Esce domani, 23 giugno, nelle librerie italiane il libro MUHAMMAD ALI: il guerriero che sapeva volare di Massimo Cecchini. Nel giugno di quattro fa moriva il grande campione di pugilato.
Se la vita di ognuno di noi finisce per essere un combattimento contro il mondo e i fantasmi che ci portiamo dietro, quella di Cassius Clay – l’uomo che volle diventare Muhammad Ali – può essere raccontata in otto riprese, tante quanti i round che gli furono necessari per battere George Foreman nel match più importante della sua carriera, e forse della storia della boxe.
Dalla Louisville dei primi passi a quella delle esequie planetarie, il suo finisce per essere il racconto vincente e doloroso della storia recente degli Stati Uniti e di un percorso culturale che riguarda, in fondo, anche tutti noi. Ma talento e convinzioni non bastano per spiegare la genesi di un campione grande e imperfetto, diventato simbolo di lotte civili e totem di diverse generazioni. Dietro c’è anche altro, probabilmente quello che, nel giorno del funerale, Belinda, una delle sue ex mogli, ha sintetizzato così: «Aveva un disperato bisogno di essere amato».

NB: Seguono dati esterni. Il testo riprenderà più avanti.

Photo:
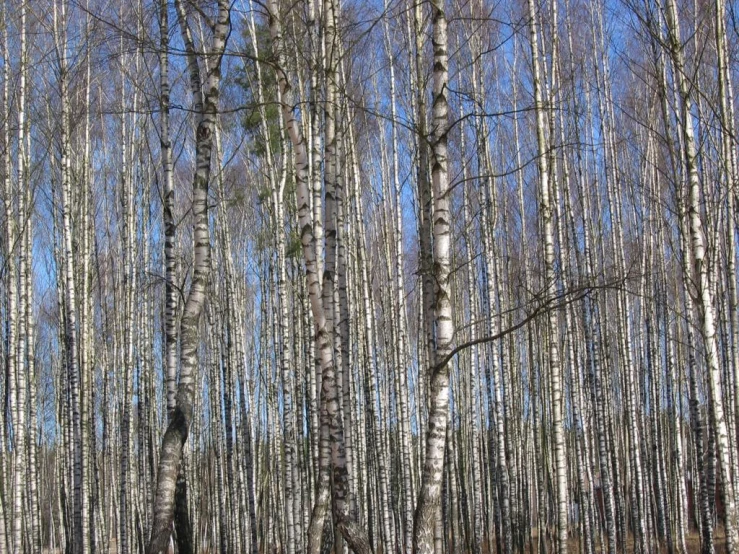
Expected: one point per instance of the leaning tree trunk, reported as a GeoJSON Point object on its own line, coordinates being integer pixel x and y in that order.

Quanto basta perché milioni di persone, da quel giorno, abbiano potuto dire: «Anche io sono Muhammad Ali».
Massimo Cecchini è nato a Teramo nel 1961 e si è laureato in Lettere e Filosofia a Firenze. Dopo aver lavorato a lungo per i quotidiani «La Nazione», «Il Centro» e per l’agenzia Ansa, dal 1993 è giornalista a «La Gazzetta dello Sport». Ha seguito la Nazionale italiana di calcio in giro per il mondo durante tutte le manifestazioni più importanti. Ha insegnato Giornalismo presso l’Università Luiss di Roma e la RCS Academy di Milano, collaborando con diverse radio e periodici stranieri.